We continued our journey east following the meandering coast road around the shores of Loch Eribol before the terrain softened as we took the causeway over the Kyle of Tongue.  We drove on to Scrabster and then parked at the seaside town of Thurso to pick up fresh supplies from the high street.  We were hoping to find a good fish restaurant but the town seemed rather run down so we drove on a few miles to Dunnet Bay, a site on the beach with a pub ten minutes’ walk down the road, where we had a pint of beer and some beautiful fresh fish.

Dunnet Bay

Lotte Glob, The Sculpture Croft

The House Today

The House In 1999


A fellow traveller recommended that we stop at the croft of a sculptor, Lotte Glob, who in 1999 had purchased 14 acres of.land in a desolate spot over looking Loch Eribol.  She created a garden, planting over four thousand trees where trees were known not to thrive.  Today the garden was lush and green and anyone was welcome to stop and explore the area, have a picnic and discover the many sculptures set around the garden.

 Sango Bay

The campsite at Durness was in a stunning situation overlooking Sango Bay.  At last it had stopped raining and lots of people were enjoying the beach.  Most were swimming and surfing wearing wet suits although there were a couple of girls (from Czech Republic) who were swimming in bikinis (no photo provided!)

Sango Bay

Our Campsite Overlooking The Beaches

Ullapool to Durness

We returned from Stornoway on the ferry to Ullapool and then headed north along the coast road towards Durness. The road often narrowed to single track with passing bays but the traffic was light and, in spite of the occasional rain shower we enjoyed a beautiful drive. 

The Outer Hebrides

Stornoway is the Blue Dot

The Outer Hebrides was a chain of about two hundred islands lying in the Atlantic Ocean to the west of Scotland.  They stretched for 130 miles from the north at the Butt of Lewis to the south at Barra Head.  The ferry journey from Ullapool to Stornoway took just over two hours.

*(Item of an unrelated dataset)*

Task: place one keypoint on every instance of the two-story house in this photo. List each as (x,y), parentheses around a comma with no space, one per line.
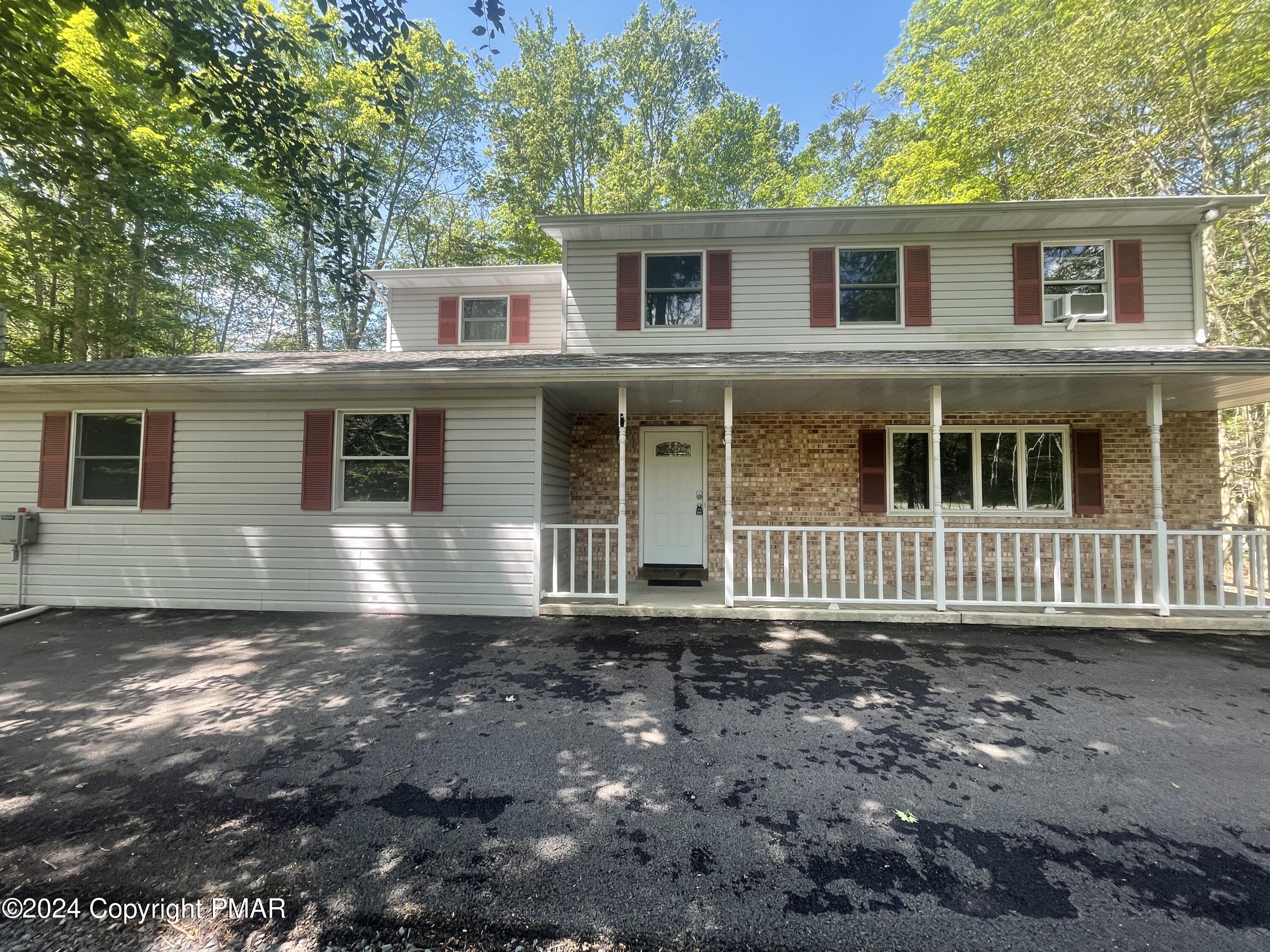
(1004,407)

Our campsite was just outside Stornoway and the next morning we drove south to the Isle Of Harris – home of Harris Tweed – didn’t buy anything.  There were few trees and the terrain was grassy peat bogs surrounding hundreds of small lochs. We saw lots of sheep and even a few cattle and, had the sun been shining, the scenery would have been beautiful in a wild way.  Everywhere were thick carpets of wild flowers bright against the greens of the grasses, interrupted by huge granite boulders scattered over the landscape. The colours were rich and varied, even on that dull day.

We returned to Stornoway for lunch before driving north to the lighthouse at the Butt of Lewis, reportedly the windiest coast in the UK.  The day’s drive was little more than a hundred miles, we kept to the main roads and the route had very little traffic – although a large proportion of these vehicles were other motor homes.  

Butt of Lewis

Butt of Lewis


The Skye Bridge

We crossed back to the mainland using the Skye Bridge at Kyle of Lochalsh and headed north.  The drive was scenic as we drove through glens and moors, past lochs and pine forests.  In places the road was so narrow you couldn’t pass without using one of the numerous passing bays.   We saw what looked like a white flower growing prolifically by the road side.  We stopped to have a closer look and it was not a flower but resembled a cotton plant and turned out to be bog cotton, common in those parts.The journey took a long time and we were relieved to reach our destination of Ullapool, a harbour on Loch Broom, opening into the Minch, the channel dividing the mainland from the Outer Hebrides.  Our campsite at Ullapool overlooked the Loch and we watched the ferries making their way to and from Stornoway on the Isle of Lewis in the Outer Hebrides.

Sunset At Ullapool

Over The Sea To Skye


The ferry from Malaig to Skye took forty minutes.  After disembarking we drove north to Portree where the town elders were canny enough to provide a large car park on the edge of town.  We were able to park the camper and walk up to the town centre in the pouring rain and choose one of a variety of restaurants in the town and on the quay.  We had oysters and sea bass –  it was still raining when we came out.  

We then drove north to Uig where we found a campsite which rapidly filled up with motor homes, a few caravans and even some families in tents.  It made you proud to be British!    It was extremely wet and windy, the rain had hardly stopped for the last twenty four hours and the forecast for the next few days was poor – but in spite of the weather the holiday makers (mostly British but some Dutch and German), carried on regardless – pitching their tents, walking the dog, visiting the towns and the beaches.  Everyone was well wrapped up and no-one seemed to notice the weather – even the adolescents seemed rosy cheeked and communicative!

The next day we awoke to brilliant sunshine – but all too soon it clouded over again.